CONTENTS.
PREFACE.
The good old custom of the author telling his readers in a preface why he wrote his book, happily has not yet gone out of date. Though no particular friend to guide-board literature in general, I confess to a weakness for the preface. It has its helpful uses. There the author can talk directly to his readers, without filtering his thoughts through the brains of his characters; and in consequence the readers come into closer sympathy with him and understand him better. In not a few cases I have wished books were all preface. I hope others may not wish so in this case.

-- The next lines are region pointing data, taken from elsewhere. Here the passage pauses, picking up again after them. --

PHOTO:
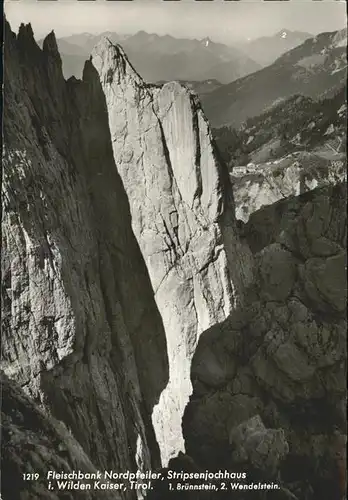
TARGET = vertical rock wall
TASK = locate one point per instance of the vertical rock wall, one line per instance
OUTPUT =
(182, 217)
(81, 330)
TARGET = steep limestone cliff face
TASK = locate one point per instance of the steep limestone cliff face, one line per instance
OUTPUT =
(269, 386)
(128, 292)
(182, 217)
(81, 331)
(257, 186)
(42, 443)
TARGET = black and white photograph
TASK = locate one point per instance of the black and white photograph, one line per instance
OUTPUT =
(173, 251)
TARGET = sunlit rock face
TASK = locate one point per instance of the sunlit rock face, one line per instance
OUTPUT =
(182, 217)
(81, 330)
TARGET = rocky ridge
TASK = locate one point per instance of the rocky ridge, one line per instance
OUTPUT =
(123, 260)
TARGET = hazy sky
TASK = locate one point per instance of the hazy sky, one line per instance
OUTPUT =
(221, 20)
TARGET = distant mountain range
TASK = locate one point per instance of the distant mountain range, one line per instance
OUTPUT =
(316, 69)
(267, 49)
(293, 125)
(163, 57)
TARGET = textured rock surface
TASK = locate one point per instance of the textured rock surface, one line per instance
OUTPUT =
(283, 358)
(256, 186)
(126, 286)
(78, 307)
(182, 217)
(32, 439)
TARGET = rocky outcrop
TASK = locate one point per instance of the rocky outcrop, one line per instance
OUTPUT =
(182, 217)
(256, 186)
(81, 330)
(32, 439)
(138, 317)
(275, 373)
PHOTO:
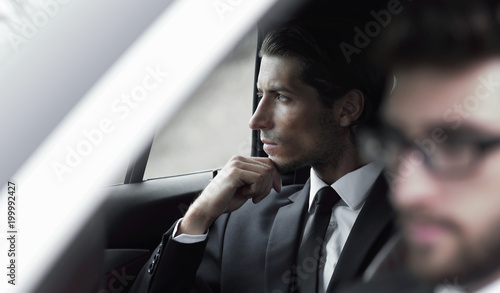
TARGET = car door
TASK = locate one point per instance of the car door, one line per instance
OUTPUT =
(145, 205)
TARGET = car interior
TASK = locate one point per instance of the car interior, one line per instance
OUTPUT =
(137, 212)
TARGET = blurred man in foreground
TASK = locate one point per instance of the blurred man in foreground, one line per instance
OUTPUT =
(440, 141)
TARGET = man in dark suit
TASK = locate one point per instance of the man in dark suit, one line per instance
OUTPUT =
(238, 235)
(441, 143)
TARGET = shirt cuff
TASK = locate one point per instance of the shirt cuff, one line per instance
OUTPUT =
(187, 238)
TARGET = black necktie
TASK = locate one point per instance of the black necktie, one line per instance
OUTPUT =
(310, 250)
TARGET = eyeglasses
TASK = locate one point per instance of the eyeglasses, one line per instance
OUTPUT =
(451, 156)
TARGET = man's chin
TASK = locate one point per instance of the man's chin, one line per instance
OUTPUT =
(285, 167)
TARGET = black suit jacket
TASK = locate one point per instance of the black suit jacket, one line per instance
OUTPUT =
(254, 248)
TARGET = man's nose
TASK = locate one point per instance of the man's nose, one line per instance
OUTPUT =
(262, 118)
(413, 185)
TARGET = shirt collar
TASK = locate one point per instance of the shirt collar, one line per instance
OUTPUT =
(353, 187)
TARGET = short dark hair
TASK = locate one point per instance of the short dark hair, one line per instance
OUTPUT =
(324, 66)
(444, 33)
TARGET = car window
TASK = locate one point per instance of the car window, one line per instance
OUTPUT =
(213, 126)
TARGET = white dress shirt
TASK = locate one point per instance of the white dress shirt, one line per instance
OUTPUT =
(353, 188)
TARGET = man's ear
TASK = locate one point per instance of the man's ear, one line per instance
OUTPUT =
(350, 107)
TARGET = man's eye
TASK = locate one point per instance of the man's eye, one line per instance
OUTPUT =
(282, 98)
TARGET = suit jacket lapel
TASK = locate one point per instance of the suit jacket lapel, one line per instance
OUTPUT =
(370, 231)
(284, 240)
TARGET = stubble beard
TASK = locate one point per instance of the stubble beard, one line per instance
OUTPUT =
(471, 263)
(326, 155)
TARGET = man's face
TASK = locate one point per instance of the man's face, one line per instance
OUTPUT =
(451, 223)
(296, 129)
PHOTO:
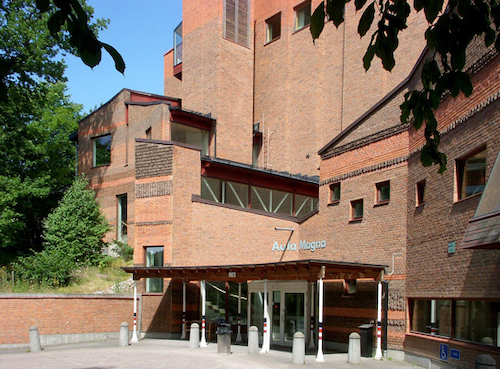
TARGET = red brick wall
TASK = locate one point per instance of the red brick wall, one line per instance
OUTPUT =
(61, 314)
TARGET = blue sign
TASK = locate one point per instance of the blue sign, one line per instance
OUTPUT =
(455, 354)
(443, 352)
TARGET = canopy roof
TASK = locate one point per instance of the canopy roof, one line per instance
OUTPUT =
(309, 270)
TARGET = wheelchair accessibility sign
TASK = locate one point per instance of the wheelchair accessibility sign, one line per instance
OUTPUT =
(443, 352)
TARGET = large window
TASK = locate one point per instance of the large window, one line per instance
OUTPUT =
(473, 321)
(190, 135)
(273, 28)
(237, 21)
(302, 15)
(471, 174)
(154, 257)
(101, 147)
(121, 219)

In the preface we meet the author face to face, as it were, and he becomes ours or we become his at once. It is a little confidential glimpse into his soul, which he kindly gives us before we enter it by means of the book.
Yes, I am decidedly in favor of the preface, both as reader and author.
A time-honored method of prefatory writing, made the author assume a modesty that was self-depreciatory in the extreme. More often than not he warned readers off by throwing out hints disparaging his own ability. To such few readers as he thought might follow him through the book in spite of his assurance that it would be unprofitable to do so, he apologized with the utmost humility for the waste of their time and drain upon their patience for which he was about to be responsible.
I shall do no such thing. On the contrary, I believe that he who reads this book will not find his time ill spent. Its theme is the most important that can engage the human race. It is my answer to the mightiest question ever propounded. My answer. Its value extends that far and no farther. “It is only insight into the ground of being that secures satisfaction and thorough knowledge.” My light may be only a rush-light; but such as it is I obey the behest to let it shine.
Says one of the greatest of modern philosophers: “If anything in the world is worth wishing for—so well worth wishing for that even the ignorant and dull herd in its more reflective moments would prize it more than silver or gold—it is that a ray of light should fall on the obscurity of our being, and that we should gain some explanation of our mysterious existence, in which nothing is clear but its misery and its vanity.”